No, they just didn’t. Some 77 per cent still voted for either of the two majors — Labor or the Coalition. And if you add in the Greens as a now permanent blight/fixture, the total goes to 87 per cent.
Even just sticking with the lower number; yes, the 23 per cent voting for ‘the thirds’ was up on 2013, but only up from 21 per cent.
Yes again, this has been rising steadily — from 18.4 per cent in 2010 and just 14.6 per cent in the Rudd swoon year 2007.
But we’ve been up at these levels before.
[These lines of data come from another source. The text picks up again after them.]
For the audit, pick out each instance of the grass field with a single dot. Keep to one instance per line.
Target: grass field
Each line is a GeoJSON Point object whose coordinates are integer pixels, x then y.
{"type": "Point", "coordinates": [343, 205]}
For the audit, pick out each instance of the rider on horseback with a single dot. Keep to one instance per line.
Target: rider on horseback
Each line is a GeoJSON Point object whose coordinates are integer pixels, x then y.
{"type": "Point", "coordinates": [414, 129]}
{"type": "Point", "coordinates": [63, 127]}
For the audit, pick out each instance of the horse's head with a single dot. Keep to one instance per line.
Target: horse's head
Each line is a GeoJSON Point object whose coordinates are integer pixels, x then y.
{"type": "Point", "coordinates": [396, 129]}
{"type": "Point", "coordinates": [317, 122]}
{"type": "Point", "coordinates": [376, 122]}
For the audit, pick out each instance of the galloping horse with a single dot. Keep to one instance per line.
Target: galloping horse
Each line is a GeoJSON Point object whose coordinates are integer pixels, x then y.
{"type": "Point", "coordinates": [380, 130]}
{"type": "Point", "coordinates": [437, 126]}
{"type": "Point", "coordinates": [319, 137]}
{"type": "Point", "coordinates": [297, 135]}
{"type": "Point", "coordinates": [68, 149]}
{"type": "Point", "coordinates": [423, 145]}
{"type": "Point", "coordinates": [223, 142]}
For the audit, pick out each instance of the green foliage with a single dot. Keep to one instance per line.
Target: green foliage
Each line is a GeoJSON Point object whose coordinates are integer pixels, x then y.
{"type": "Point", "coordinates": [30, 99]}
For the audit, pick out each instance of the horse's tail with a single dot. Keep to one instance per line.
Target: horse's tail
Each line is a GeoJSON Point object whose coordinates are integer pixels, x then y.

In 2001, some 19.2 per cent voted for “the thirds” and, in 1998, it was 20.4 per cent.
Considering that the preference system gives every single voter the opportunity of a “free kick” to well and truly, well, kick the major parties, it is actually extraordinary that some eight in 10 are still giving them their first preference.
BREXIT IS NO LEHMAN
YES of course the Brexit vote is a “traumatic market event”. Both in its own right and in the context of the world as it is in July 2016.
But as I have been arguing it is important to understand it is not anything remotely like the collapse of Lehman Brothers in September 2008.
That directly triggered real losses running into the hundreds of billions of dollars, right around the world.
Brexit only triggered valuation losses — and then, only the loss of some of the profits built by the rise and rise of share markets thanks to the major central banks.
Yes again, it causes particular issues for the British economy, its markets and its banks — and sends reverberations across the channel into Europe.
It could lead to an even bigger traumatic event — departures from the euro itself.
The two key things to watch are central banks overreacting to Brexit; and that in turn, setting markets up for an even bigger ultimate bust.